CNum 0.2.1
CPU-optimized ML library for C++
Loading...
Searching...
No Matches
CNum::Model::Tree Namespace Reference

Tree-based models. More...

Classes

class  GBModel
 A gradient-boosting model for any child of the TreeBooster class. More...
class  TreeBooster
 A decision tree used in various gradient-boosting models as a weak learner. More...
class  TreeBoosterNode
 A node used in a TreeBooster used for gather and storing information about the decision making process. More...
struct  Histogram
 Holds the total gradients and hessians for all bins. More...
struct  DataPartition
 A data partition for the set of samples a tree node has to work with during the tree building process. More...
struct  Split
 Holds data associated with the decision making process in a TreeBoosterNode. More...
class  XGTreeBooster
 A tree booster modeled after Chen & Guestrin's XGBoost tree booster. More...

Typedefs

using json = ::nlohmann::json
using SubsampleFunction = ::std::function< void(size_t *, size_t, size_t, size_t, ::CNum::DataStructs::Matrix<double>) >
using SplitValuePair = std::pair<double, double>
using DataMatrix = std::variant< CNum::DataStructs::Matrix<int>, CNum::DataStructs::Matrix<double> >

Enumerations

enum  SplitAlg { GREEDY , HIST }
 The algorithm used for tree finding splits in tree building. More...
enum  split_dir { LEFT , RIGHT }
 Signifies the direction of a node resultant of a split in relation to its parent. More...

Variables

SubsampleFunction default_subsample
constexpr int N_BINS = 256
 Number of bins used in the Tree models.

Detailed Description

Tree-based models.

Typedef Documentation

◆ DataMatrix

◆ json

using CNum::Model::Tree::json = ::nlohmann::json

◆ SplitValuePair

using CNum::Model::Tree::SplitValuePair = std::pair<double, double>

◆ SubsampleFunction

using CNum::Model::Tree::SubsampleFunction = ::std::function< void(size_t *, size_t, size_t, size_t, ::CNum::DataStructs::Matrix<double>) >

Enumeration Type Documentation

◆ split_dir

Signifies the direction of a node resultant of a split in relation to its parent.

Enumerator
LEFT 
RIGHT 

◆ SplitAlg

The algorithm used for tree finding splits in tree building.

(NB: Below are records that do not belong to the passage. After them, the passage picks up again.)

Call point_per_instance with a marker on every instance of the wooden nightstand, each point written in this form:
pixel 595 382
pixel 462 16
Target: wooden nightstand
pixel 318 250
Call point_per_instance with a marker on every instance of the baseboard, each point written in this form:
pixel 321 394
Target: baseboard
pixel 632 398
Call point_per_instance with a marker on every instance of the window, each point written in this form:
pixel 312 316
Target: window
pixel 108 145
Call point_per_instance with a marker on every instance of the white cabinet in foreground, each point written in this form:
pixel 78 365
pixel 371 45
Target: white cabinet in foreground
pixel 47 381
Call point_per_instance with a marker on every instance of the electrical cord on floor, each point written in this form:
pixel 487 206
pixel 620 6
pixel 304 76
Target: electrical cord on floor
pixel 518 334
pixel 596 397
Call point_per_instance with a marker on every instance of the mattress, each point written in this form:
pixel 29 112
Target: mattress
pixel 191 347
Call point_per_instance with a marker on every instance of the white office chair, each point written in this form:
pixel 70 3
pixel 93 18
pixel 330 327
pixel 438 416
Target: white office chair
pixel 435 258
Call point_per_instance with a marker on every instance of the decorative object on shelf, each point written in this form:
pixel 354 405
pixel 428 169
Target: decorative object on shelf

GREEDY is the exact greedy method (available in 0.3.0) HIST is the histogram method

Enumerator
GREEDY 
HIST 

Variable Documentation

◆ default_subsample

SubsampleFunction CNum::Model::Tree::default_subsample
inline
Initial value:
= [] (size_t *pos_ptr,
size_t low,
size_t high,
size_t n_samples,
const ::CNum::DataStructs::Matrix<double> y) -> void {
if (low == 0 && high == n_samples) {
::std::iota(pos_ptr, pos_ptr + n_samples, low);
} else {
::CNum::Utils::Rand::generate_n_unique_rand_in_range<size_t>(low, high - 1, pos_ptr, n_samples, 1);
}
}
void generate_n_unique_rand_in_range(size_t low_bound, size_t high_bound, T *out, size_t n, uint64_t logical_id=0)
Generate n unique random integers.
Definition RandUtils.h:3

◆ N_BINS

int CNum::Model::Tree::N_BINS = 256
constexpr

Number of bins used in the Tree models.

The value 256 was chosen for vgather optimizations. If there are 256 bins then the bin number fits in one byte, and we can gather more gradients and hessians associated with bin numbers in parrallel when searching for the best split.